Ciò chiarito, l’assessore Chiacchiari, nello stigmatizzare i contenuti delle menzionate dichiarazioni, intende evidenziare che, negli ultimi tempi, a fronte di 29 abbattimenti di fusti instabili a causa di malattia o per effetto del maltempo, ci sono state ben 247 nuove piantumazioni, così ripartite:

138 alberi (querce, aceri, tigli, platani, lecci) nell’area del Parco della stazione ferroviaria;
34 piante nel quartiere San Leucio in occasione della Festa dell’albero;
24 platani lungo corso Garibaldi;
12 pruni in via Umbria;
12 tigli nel viale dei Pentri;
4 alberi (acer, salix, mirtus) in via Mantegna;
4 tigli argentati sulla villa comunale;
4 palme in aiuole stradali;
4 hibiscus lungo viale dei Pentri;
3 lecci a San Lazzaro;
3 melograni in piazza Tedeschi;
2 ulivi in aiuola cittadina;
2 meli nei pressi della piscina comunale;
1 ulivo nello svincolo stradale di Santo Spirito.
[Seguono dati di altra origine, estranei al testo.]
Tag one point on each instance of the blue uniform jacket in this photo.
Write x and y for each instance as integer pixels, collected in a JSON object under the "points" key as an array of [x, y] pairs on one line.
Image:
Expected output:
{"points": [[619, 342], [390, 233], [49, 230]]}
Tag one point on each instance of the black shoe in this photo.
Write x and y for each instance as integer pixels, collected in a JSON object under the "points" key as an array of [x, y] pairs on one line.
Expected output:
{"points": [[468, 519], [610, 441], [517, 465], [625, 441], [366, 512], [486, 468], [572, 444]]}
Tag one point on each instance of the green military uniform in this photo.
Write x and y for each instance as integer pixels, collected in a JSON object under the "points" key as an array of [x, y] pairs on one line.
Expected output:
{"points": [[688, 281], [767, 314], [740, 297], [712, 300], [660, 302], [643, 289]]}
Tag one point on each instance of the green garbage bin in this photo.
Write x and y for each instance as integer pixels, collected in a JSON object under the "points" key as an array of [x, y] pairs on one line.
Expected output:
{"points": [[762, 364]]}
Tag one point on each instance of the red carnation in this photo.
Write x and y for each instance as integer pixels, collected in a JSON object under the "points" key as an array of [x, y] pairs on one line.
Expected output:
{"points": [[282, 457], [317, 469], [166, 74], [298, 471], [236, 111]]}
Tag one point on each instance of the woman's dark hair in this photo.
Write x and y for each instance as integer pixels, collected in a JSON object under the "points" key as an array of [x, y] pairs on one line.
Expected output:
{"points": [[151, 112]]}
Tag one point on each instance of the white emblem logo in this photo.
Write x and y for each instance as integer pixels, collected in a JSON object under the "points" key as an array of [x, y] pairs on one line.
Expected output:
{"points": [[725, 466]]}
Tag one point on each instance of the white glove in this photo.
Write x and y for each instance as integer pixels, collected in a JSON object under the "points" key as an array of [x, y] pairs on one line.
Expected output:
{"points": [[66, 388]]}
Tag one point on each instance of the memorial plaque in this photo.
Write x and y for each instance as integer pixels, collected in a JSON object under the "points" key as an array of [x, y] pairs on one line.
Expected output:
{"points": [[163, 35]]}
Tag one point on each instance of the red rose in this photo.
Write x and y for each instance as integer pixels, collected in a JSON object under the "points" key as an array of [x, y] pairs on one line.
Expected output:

Chiacchiari, infine, lamenta il fatto che si preferisca segnalare polemicamente il taglio di pochi alberi pericolanti piuttosto che prestare positiva attenzione alle numerose nuove piante fatte collocare in quasi tutte le zone della città. Pertanto, in futuro, l’amministrazione comunale auspica che le associazioni ambientaliste e i cittadini, prima di pretestuose polemiche sulla stampa e sui social, si informino presso il competente assessorato, che resta disponibile per ogni utile confronto.